Energy                                652.893754
Protein                                36.535675
Carbohydrate, by difference           100.427392
Fiber, total dietary                    4.432852
Sugars, total including NLEA           62.930677
Total Fat                              13.597673
Fatty acids, total saturated            8.573607
Fatty acids, total polyunsaturated      0.874175
Sodium, Na                              0.766667
dtype: float64


Note: unlike previous iterations (many of which were attempted post notebook 3, so you'll have to take my word for it...), this solution actually meets our salt and weight constraints. Using those hard constraints seems to have worked.
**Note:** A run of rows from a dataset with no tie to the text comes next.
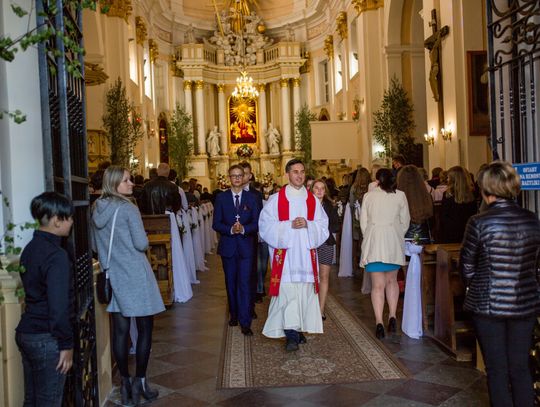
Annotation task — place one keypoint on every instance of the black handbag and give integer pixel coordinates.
(103, 284)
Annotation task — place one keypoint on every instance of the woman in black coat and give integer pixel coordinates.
(325, 253)
(498, 263)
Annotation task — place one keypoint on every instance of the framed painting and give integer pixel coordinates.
(478, 94)
(242, 121)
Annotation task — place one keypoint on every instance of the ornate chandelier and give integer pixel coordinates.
(244, 87)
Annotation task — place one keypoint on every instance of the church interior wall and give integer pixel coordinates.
(21, 145)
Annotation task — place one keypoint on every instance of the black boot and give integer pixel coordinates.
(379, 332)
(140, 388)
(125, 391)
(392, 325)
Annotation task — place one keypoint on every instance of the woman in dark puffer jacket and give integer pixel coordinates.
(498, 264)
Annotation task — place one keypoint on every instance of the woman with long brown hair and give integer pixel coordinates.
(457, 206)
(325, 252)
(411, 182)
(356, 195)
(135, 292)
(384, 220)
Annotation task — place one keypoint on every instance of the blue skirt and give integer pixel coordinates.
(379, 266)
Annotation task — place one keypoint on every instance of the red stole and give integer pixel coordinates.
(279, 254)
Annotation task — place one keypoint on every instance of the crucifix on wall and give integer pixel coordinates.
(433, 44)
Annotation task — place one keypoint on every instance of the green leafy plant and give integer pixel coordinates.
(122, 124)
(303, 137)
(393, 122)
(44, 33)
(180, 141)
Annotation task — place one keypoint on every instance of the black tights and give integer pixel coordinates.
(121, 343)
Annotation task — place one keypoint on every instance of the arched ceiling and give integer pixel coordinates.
(275, 13)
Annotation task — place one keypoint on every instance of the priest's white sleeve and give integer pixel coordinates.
(318, 227)
(271, 229)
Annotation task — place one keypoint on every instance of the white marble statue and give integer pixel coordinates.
(212, 142)
(272, 138)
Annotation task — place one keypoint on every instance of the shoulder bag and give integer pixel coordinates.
(103, 284)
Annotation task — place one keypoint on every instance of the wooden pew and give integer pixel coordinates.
(449, 293)
(158, 229)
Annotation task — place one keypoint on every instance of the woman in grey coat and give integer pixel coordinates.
(135, 290)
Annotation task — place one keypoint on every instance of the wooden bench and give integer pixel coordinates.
(158, 230)
(452, 329)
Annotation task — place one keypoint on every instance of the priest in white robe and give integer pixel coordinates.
(294, 224)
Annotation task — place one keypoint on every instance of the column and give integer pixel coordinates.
(201, 129)
(188, 97)
(262, 117)
(222, 118)
(285, 116)
(296, 105)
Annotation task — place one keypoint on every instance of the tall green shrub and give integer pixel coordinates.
(122, 124)
(180, 141)
(393, 123)
(303, 137)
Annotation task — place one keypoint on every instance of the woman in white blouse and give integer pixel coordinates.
(384, 220)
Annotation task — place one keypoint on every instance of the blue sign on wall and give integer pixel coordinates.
(529, 174)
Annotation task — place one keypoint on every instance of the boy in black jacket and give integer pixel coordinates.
(45, 333)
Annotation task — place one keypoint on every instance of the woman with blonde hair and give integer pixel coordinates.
(410, 181)
(457, 206)
(356, 195)
(499, 264)
(135, 292)
(325, 252)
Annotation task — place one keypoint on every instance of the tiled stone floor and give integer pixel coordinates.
(187, 344)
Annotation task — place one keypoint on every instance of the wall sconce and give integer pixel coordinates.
(446, 133)
(430, 138)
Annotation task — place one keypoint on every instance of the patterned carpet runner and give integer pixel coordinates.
(345, 353)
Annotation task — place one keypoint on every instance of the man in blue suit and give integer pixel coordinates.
(236, 217)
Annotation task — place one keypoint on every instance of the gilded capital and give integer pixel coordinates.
(140, 30)
(94, 74)
(154, 50)
(116, 8)
(174, 68)
(329, 46)
(341, 25)
(366, 5)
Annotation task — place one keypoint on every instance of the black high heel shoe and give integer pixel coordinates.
(140, 388)
(392, 325)
(125, 391)
(379, 331)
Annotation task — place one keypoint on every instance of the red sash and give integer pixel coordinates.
(279, 254)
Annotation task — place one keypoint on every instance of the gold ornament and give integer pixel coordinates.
(341, 22)
(329, 46)
(366, 5)
(140, 30)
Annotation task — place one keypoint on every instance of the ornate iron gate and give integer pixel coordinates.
(66, 171)
(514, 70)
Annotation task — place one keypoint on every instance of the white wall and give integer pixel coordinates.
(21, 147)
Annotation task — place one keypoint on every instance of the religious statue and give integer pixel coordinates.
(189, 35)
(433, 44)
(272, 138)
(290, 34)
(212, 142)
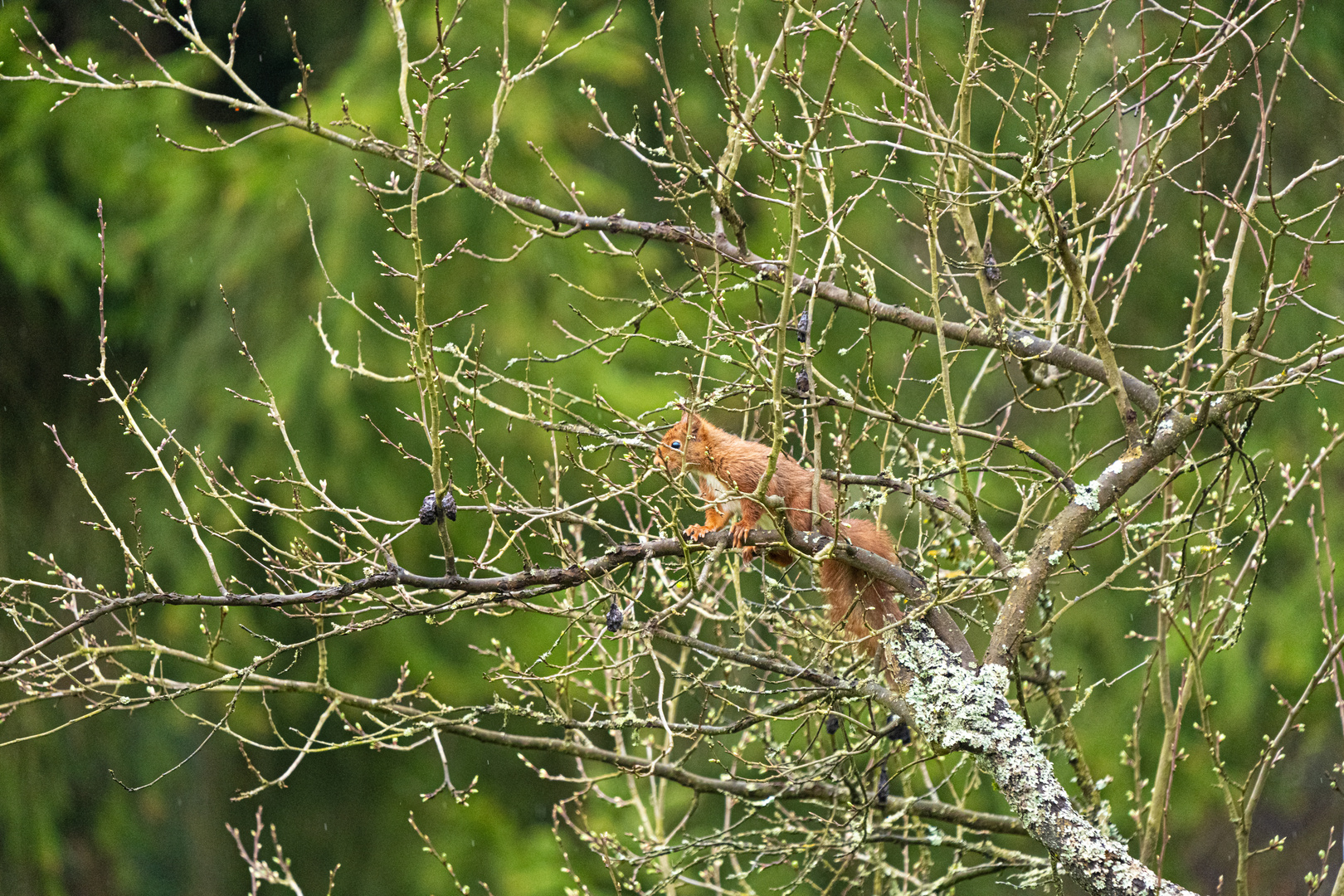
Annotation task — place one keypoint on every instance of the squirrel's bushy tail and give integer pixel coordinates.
(860, 603)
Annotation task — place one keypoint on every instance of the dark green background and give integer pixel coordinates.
(182, 226)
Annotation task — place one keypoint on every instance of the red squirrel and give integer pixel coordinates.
(728, 468)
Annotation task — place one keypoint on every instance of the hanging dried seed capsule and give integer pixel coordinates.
(615, 618)
(801, 381)
(427, 511)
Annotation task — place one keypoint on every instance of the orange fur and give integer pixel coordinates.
(728, 468)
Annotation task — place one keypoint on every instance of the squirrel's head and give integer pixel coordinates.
(680, 441)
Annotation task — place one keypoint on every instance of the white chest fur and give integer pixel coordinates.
(719, 494)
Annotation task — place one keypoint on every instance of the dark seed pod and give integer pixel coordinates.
(992, 273)
(801, 381)
(427, 508)
(615, 618)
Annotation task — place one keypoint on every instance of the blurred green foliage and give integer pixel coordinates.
(184, 229)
However, the saturated fat content is certainly higher than would be ideal. So the question becomes, which is worse; salt or saturated fat?

In [20]:
solution_ds=pd.Series(solution*100,index=ingredients.index,name="grams") #multiply by 100 for grams
solution_ds=solution_ds[solution_ds>0.]
solution_ds.to_csv('matrix_porridge_recipe_v4.csv')
print(solution_ds)
print(sum(solution_ds))

description
Milk, low sodium, whole       387.271273
Ripe plantain, raw            260.756015
Lobster, steamed or boiled    111.972658
Name: grams, dtype: float64
759.9999465689441


Milk and lobster aren't an unheard of combination... makes me think of a bisque. But raw plantain? I don't know how edible that really is. It's almost always eaten cooked. You'd really need to have no sense of taste I think to be able to down this.

In [21]:
A_c.dot(solution)

array([7.59999947, 0.76666655])

## Next Steps

1.  Do more research into both the salt and saturated fat dietary requirements, and consider modifying one or the other to allow more flexibility, or prioritize one over the other.
1.  Revisit the ingredients list and consider culling more items from the list based on edibility and shelf life / food safety. I realize this is supposed to be for people who can't taste, but it may be unrealistic to include raw fish, and wild game meat, as well as certain raw produce, like artichokes and plantains.